Here is a copy of my GSOC proposal. I would love to get some feedback
on some changes I can make.
Name: Sachin Shastri
E-mail address:sachinsu...@gmail.com <mailto:sachinsu...@gmail.com>
Other information that may be useful to contact you: Contact No: +917760118343 Irc
nick: sachinsurfs in #apertium atirc.freenode.net <http://irc.freenode.net>
*Why is it you are interested in machine translation?*
I am a computer science student hailing from Bangalore,South-India which is
known for its rich cultural diversity(8+ languages are spoken in my college
alone). Due to my background, and my dual-interest in computer science,
computational linguistic was a subject I always wanted to pursue. Initially, it
was the thought of a machine being to translate a very uncommon language like
tulu fascinated me. Hence since a young age,I have been studying on Machine
translation and always felt I have a strong connection to this subject.I got my
first actual basic formal education on this subject when our college included a
special course on Finite Automata and formal Languages in our syllabus( I am
proud to say, that PESIT (the college I am enrolled in) is the only college in
the entire state which offers this subject for 2nd year students). After this I
took a course on Natural language processing in course era,and my inerest in
this subject has been elevating since.
W*hy is it that you are interested in the Apertium project?*
I am interestd in Apertium foremost because it is open-source(and free).

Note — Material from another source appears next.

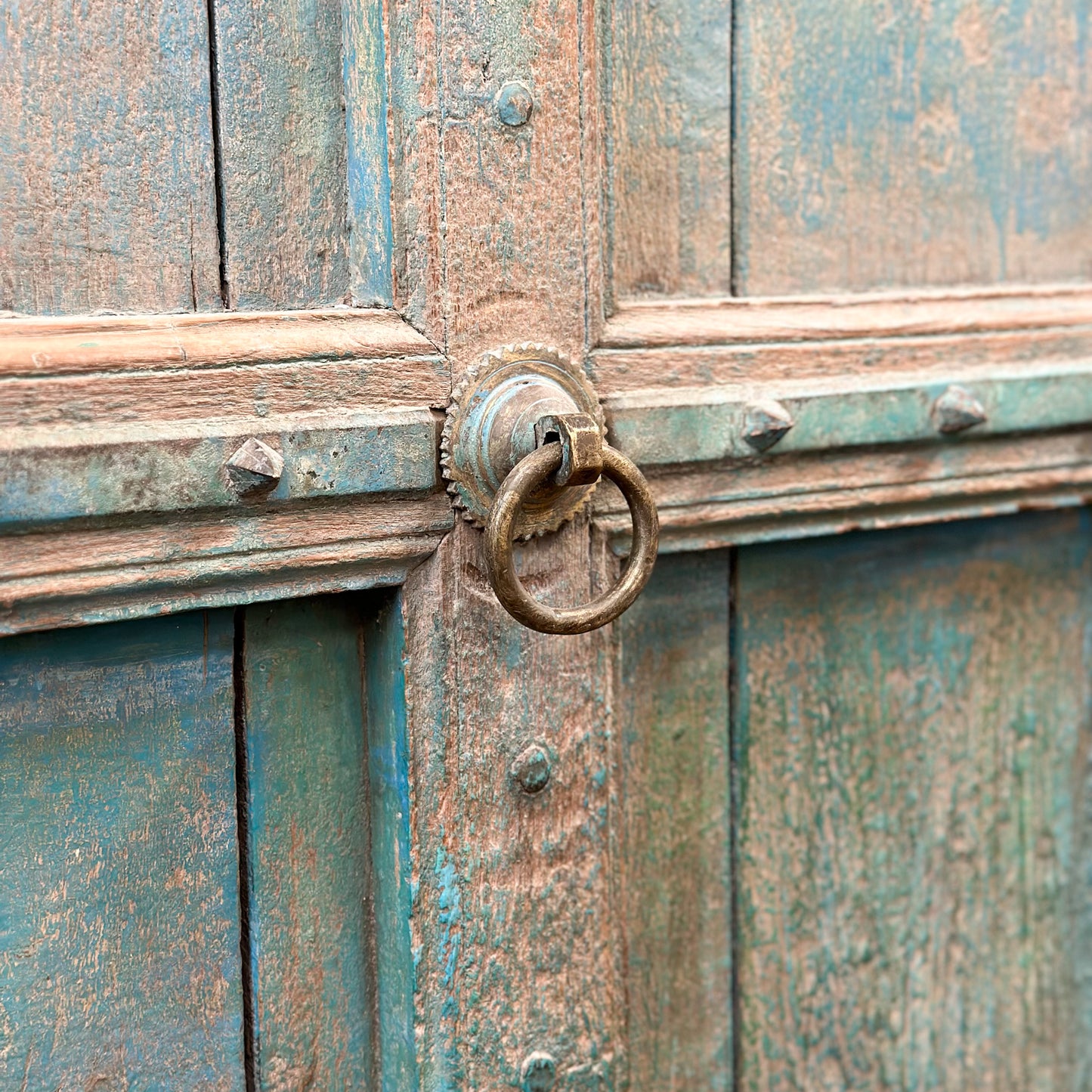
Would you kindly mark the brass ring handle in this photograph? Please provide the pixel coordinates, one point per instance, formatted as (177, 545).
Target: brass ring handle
(527, 475)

Secondly due to the fact that I have always had a lot of interest in machine
translation. I always wanted to do a project under a MT organization and so
Apertium was instantly one of my first choice in the list of organization for
gsoc.Although I was immensely interested in working for Apertium, I was
intially worried that I might not have the specific knowledge in MT required
for doing
a project here(Not confusing interest with knowledge) , but after finding a
project that is exactly right for my skill level, I knew this was the right
organization for me.
*Which of the published tasks are you interested in? What do you plan to do?*
Everything above being said, I would like to take up the task of*Integrating Apertium in various chat clients.*
Telegram -- I plan to integrate the Apertium web service(using scaleMT based on
Apertium Scalable service) to Telegram(using the source provided on
github).(This probably will include the usual tasks of issueing the HTTP
requests, parsing the JSON result strings,using Async task,etc).
Xchat & pidgin- Make plugins that will interface the machine-translation system
.(I will most probably make use of the python scripting interface provided in both
these chat clients)
(Suggestion -- I could might as well do more plugins on other popular chat
clients like adium and finch, if I am going to be making use of the libpurple
libraries)
*Reason for choosing the selected task over other tasks-*
The reason I have chosen this task over others(Adopting a language pair,
rule-based finite-state disambiguation,etc) is that, although I have
considerable knowledge of(and lot of interest in) computational linguistics and
constraint grammer, I don't have that much experience in them as much as some
of my prospective peers.(I am not discrediting myself, I am just appriciating
the knowledge other people have w.r.t that) In fact, I have learned a huge deal
from the IRC channel and while waiting for the coding challenge.(Will take up
task of adopting a language pair next year, when I am ready) However, I have
had years of experience with Java, Python and android and so I felt this task
is right for me.(This way I get to also work with Apertium)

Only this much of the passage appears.